Module 1: Introduction

Lecture 1: Introduction (Part I)

    

Synthetic gene delivery systems rely on direct delivery of genetic message into a specific cell and involve injection of exposed DNA and encapsulation of DNA with liposomes (cationic lipids mixed with nucleic acids), and nanoparticles. Even though this method displays low toxicity and is formed in abundance, gene transfer in common is weak and often temporary. The synthetic gene delivery transfer vectors are also known as non-viral vectors. It is possible that the time to come may witness advanced gene therapy protocols for synthetic gene delivery systems based on the experiences from non viral vector systems.

Viral vector systems are established on replicating viruses with either RNA or DNA genomes that have the potential to deliver genetic message into the host cell. These vectors are either of integrating or of non-integrating type. Integrating viral vectors exhibit constant expression of the defective gene product. Overall, genomes of replicating viruses consist of coding regions and cis -acting regulatory elements. The coding sequences include the genetic message of the viral, structural and regulatory proteins and are needed for division of infectious viruses, whereas cis -acting sequences are important for wrapping of viral genomes and unification into the host cell. To generate a replication-defective viral vector, the coding domains of the virus are substituted by the genetic message of a therapeutic gene, leaving the cis -acting sequences intact.

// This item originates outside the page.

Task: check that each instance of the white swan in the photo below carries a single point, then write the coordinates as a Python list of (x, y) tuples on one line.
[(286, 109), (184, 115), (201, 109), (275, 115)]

Gene therapy offers promising approaches towards treating many incurable diseases. Many hurdles and challenges are there for a sustained gene therapy approach and scientists around the globe are working to increase the efficacy of gene delivery vectors.

Setback history:

 

Jesse Gelsinger an 18 year boy who was suffering from a genetic disorder of liver named ornithine transcarbamylase deficiency died on September 17 th , 1999 during a clinical trial of gene therapy. Gelsinger was treated at the University of Pennsylvania using adenovirus vector containing a corrected copy of the gene. His death was a great set back to the field of gene therapy.